Peter und seine Frau hingegen beschlossen, dass ihre Familie – sie haben zwei Kinder im Alter von acht und sechs Jahren – aufgrund der Pandemie auf ein Auto verzichten würde: „Wir haben es kaum benutzt. Ich dachte, wenn wir monatelang ohne auskommen können, brauchen wir es wirklich nicht.“ Diese Entscheidung befreite ihn von den Kosten für Benzin und Versicherung sowie der lästigen Parkplatzsuche. Er gab das Auto vor vier Jahren auf und vermisst es nicht. „Meine Frau fährt mit den Kindern Bus, und wir haben auch ein Fahrrad.“ Langschwanz [was den Transport von Personen und Fracht ermöglicht]. Im Sommer sind wir Strecken von bis zu 40 Kilometern gefahren, und die Kinder waren begeistert. Sie wollten gar nicht mehr im Auto mitfahren“, erklärt er. Im Gegensatz zu den anderen Zeugen fühlt sich Peter ohne Auto freier. „Auf den Inseln ist das übertrieben. Ich habe viele Freunde von anderswo, die nicht einmal einen Führerschein haben, und man muss gar nicht weit fahren. Hier ist es für uns schon selbstverständlich, und wir unternehmen Fahrten, für die das Auto gar nicht nötig ist.“ „Um darauf zu verzichten, muss man sich anstrengen“, fügt er hinzu.

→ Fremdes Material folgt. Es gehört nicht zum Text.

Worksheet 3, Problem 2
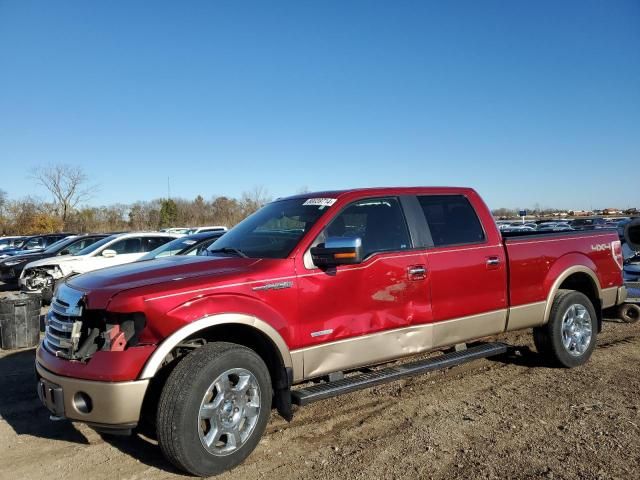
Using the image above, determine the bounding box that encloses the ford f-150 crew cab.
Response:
[36,187,626,476]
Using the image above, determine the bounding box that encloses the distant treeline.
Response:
[0,188,269,235]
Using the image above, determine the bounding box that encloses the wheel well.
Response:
[140,323,292,430]
[189,323,284,385]
[560,272,602,332]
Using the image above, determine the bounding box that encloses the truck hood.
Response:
[67,255,260,300]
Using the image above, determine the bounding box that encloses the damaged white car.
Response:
[19,233,180,302]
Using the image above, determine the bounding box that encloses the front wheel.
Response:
[157,342,273,477]
[533,290,598,368]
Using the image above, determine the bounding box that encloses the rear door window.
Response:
[418,195,486,247]
[141,237,173,252]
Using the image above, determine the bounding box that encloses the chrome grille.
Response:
[44,284,83,358]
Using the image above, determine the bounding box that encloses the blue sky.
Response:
[0,0,640,208]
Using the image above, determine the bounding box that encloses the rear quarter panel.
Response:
[505,231,622,307]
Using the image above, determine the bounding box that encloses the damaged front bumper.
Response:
[36,362,149,433]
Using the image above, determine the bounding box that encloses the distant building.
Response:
[569,210,593,217]
[602,208,622,215]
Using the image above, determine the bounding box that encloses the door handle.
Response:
[407,265,427,280]
[487,257,500,267]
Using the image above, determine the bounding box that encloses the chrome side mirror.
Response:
[311,237,363,267]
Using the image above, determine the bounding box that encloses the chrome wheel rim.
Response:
[562,303,593,357]
[198,368,260,455]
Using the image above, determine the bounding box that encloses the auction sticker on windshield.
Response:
[303,198,336,207]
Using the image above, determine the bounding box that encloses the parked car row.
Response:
[0,229,225,302]
[160,225,228,235]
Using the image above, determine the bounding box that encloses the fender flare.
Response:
[544,265,602,324]
[139,313,293,380]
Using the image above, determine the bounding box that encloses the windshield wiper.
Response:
[209,247,249,258]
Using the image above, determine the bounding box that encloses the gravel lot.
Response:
[0,302,640,480]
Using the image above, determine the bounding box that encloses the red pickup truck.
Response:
[36,188,626,475]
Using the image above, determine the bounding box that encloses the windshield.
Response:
[42,236,77,253]
[180,237,220,256]
[73,235,118,257]
[208,198,335,258]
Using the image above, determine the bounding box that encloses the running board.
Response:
[291,342,509,406]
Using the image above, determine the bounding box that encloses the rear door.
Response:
[418,194,507,346]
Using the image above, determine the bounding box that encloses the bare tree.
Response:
[31,164,91,226]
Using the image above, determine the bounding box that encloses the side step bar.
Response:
[291,342,509,406]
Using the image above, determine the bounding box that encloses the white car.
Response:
[18,232,180,301]
[185,225,229,235]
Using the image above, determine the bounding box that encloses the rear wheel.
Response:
[533,290,598,368]
[156,342,273,476]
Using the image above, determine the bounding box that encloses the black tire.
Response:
[618,303,640,323]
[533,290,598,368]
[156,342,273,477]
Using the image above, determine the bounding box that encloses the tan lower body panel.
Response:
[507,302,547,331]
[291,309,507,382]
[600,287,624,308]
[36,363,149,426]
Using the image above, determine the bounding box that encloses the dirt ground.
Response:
[0,312,640,480]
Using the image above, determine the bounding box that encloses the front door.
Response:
[296,197,430,377]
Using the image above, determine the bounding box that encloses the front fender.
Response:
[140,294,293,378]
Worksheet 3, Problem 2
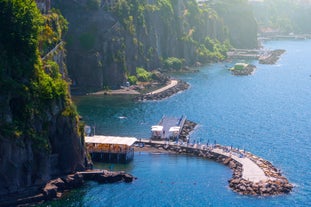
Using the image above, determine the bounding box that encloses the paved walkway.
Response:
[147,80,178,95]
[212,148,268,183]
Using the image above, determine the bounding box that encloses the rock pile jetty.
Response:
[139,141,294,196]
[134,80,189,101]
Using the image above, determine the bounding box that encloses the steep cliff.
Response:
[54,0,257,91]
[0,0,85,198]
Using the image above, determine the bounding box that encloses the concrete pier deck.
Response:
[212,148,269,183]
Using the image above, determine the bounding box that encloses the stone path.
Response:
[212,148,268,183]
[147,80,178,95]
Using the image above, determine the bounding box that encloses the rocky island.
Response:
[229,63,256,75]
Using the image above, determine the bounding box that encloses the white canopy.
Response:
[169,126,180,132]
[85,135,137,146]
[151,125,163,132]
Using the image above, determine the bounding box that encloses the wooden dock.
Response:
[85,135,137,163]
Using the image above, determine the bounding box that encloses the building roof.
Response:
[151,125,163,132]
[85,135,137,146]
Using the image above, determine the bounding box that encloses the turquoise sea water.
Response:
[45,40,311,207]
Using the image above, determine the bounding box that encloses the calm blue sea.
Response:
[45,40,311,207]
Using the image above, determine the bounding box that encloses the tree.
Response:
[0,0,43,88]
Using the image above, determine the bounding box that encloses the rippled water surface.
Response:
[46,40,311,207]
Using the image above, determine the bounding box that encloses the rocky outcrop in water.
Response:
[231,64,256,76]
[140,142,294,196]
[134,80,189,101]
[1,170,137,207]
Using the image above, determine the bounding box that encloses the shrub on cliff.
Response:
[163,57,185,70]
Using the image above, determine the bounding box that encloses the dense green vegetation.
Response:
[0,0,76,149]
[253,0,311,34]
[53,0,258,92]
[111,0,230,66]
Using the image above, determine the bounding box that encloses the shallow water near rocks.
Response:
[44,40,311,207]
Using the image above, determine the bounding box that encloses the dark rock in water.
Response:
[43,183,58,200]
[63,173,84,188]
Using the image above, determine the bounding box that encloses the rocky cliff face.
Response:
[0,0,85,198]
[54,0,257,92]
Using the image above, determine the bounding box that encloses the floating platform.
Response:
[85,135,137,163]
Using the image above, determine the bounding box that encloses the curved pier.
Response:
[137,139,293,196]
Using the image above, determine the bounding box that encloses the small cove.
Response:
[47,40,311,206]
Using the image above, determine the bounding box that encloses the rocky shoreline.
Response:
[134,80,189,101]
[0,170,137,207]
[231,64,256,76]
[140,142,294,196]
[259,49,285,65]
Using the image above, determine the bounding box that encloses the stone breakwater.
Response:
[134,80,189,101]
[139,141,293,196]
[0,170,136,207]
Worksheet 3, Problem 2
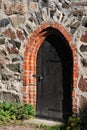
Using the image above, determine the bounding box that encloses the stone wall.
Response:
[0,0,87,111]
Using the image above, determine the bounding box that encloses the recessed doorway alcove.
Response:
[23,23,78,120]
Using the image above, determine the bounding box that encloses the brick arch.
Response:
[22,23,78,111]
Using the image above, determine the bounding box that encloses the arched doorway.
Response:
[22,23,78,119]
[36,28,73,120]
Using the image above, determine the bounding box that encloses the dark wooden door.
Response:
[36,40,63,119]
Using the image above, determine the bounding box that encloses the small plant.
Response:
[0,101,35,124]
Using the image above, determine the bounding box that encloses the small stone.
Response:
[2,28,16,39]
[0,18,9,28]
[0,0,2,9]
[0,91,20,103]
[0,38,5,45]
[29,2,38,10]
[10,16,25,27]
[80,96,87,109]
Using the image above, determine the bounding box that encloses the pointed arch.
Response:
[22,23,78,111]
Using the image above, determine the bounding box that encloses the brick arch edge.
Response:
[22,23,78,112]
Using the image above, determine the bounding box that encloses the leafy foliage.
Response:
[39,124,61,130]
[0,101,35,124]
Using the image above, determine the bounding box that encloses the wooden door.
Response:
[36,39,63,120]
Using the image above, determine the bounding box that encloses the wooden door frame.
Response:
[22,23,79,112]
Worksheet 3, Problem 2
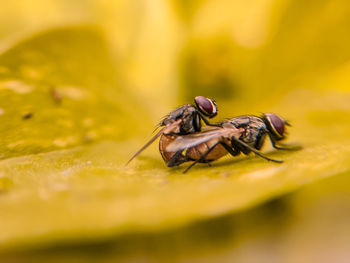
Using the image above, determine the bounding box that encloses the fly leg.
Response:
[183,142,221,174]
[167,150,189,167]
[231,136,283,163]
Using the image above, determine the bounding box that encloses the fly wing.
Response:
[126,120,181,165]
[166,128,234,152]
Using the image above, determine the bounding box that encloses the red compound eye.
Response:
[194,96,217,118]
[265,113,286,137]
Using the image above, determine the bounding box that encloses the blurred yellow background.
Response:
[0,0,350,262]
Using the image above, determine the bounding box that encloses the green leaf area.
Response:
[0,28,350,252]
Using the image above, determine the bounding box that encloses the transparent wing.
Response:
[166,128,234,152]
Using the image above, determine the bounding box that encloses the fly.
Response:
[127,96,217,164]
[165,113,290,173]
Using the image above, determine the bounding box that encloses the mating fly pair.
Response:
[128,96,289,173]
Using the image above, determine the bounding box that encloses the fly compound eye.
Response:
[264,113,286,139]
[194,96,217,118]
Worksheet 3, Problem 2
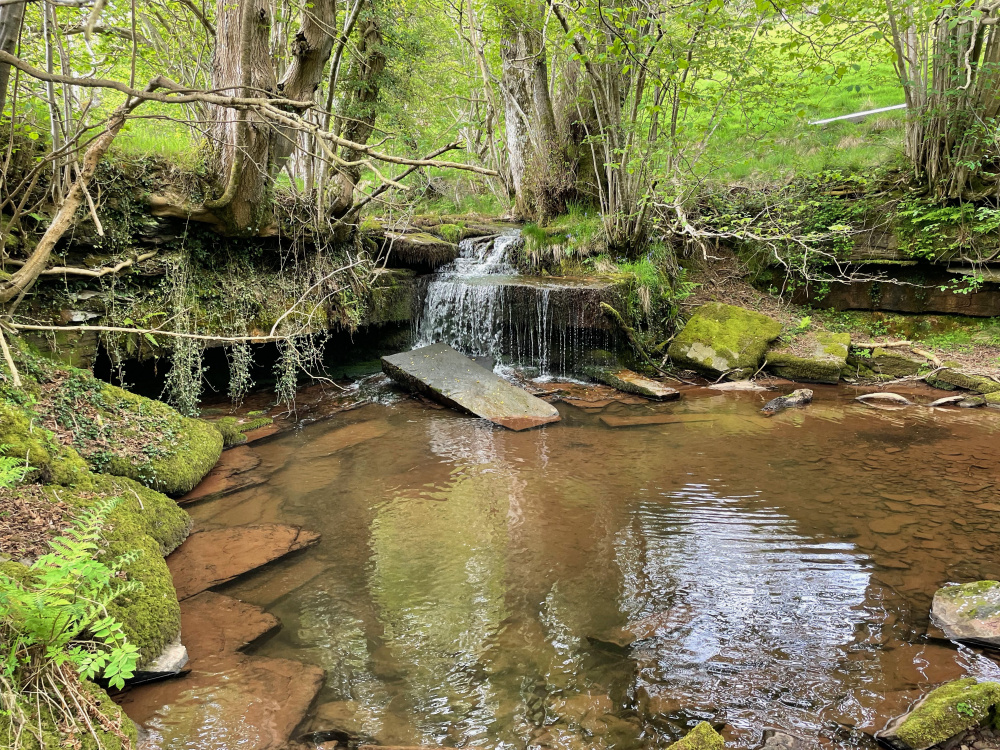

Seguí fordert jedoch Maßnahmen, die der Komplexität des Problems gerecht werden. Zum Beispiel die Schaffung multifunktionaler Stadtviertel, damit die Menschen ihr unmittelbares Umfeld nicht verlassen müssen, um einzukaufen oder zur Schule zu gehen. „Deshalb müssen wir neben Mobilitätsmaßnahmen auch über ‚strukturelle‘ Initiativen nachdenken, über Funktionen, die erfüllt werden müssen“, fährt Seguí fort, überzeugt davon, dass „es keine andere Möglichkeit gibt, als das Auto in den Hintergrund zu drängen.“
Andererseits können Maßnahmen wie kostenloser öffentlicher Nahverkehr dazu beitragen, das Verhalten der Bürger zu verändern. „Kostenloser öffentlicher Nahverkehr und häufigere Busverbindungen haben die Nutzung erhöht, aber es muss noch viel mehr getan werden“, sagt David Abril. Er mahnt Institutionen außerdem, „keine widersprüchlichen Signale“ hinsichtlich der Reduzierung des privaten Fahrzeugverkehrs auszusenden, etwa „die Kampagne gegen E-Scooter und den Abbau von Radwegen“. „Es ist sehr schwierig, eine neue Kultur zu schaffen, und dann werden ihr auch noch Hindernisse in den Weg gelegt“, bedauert er.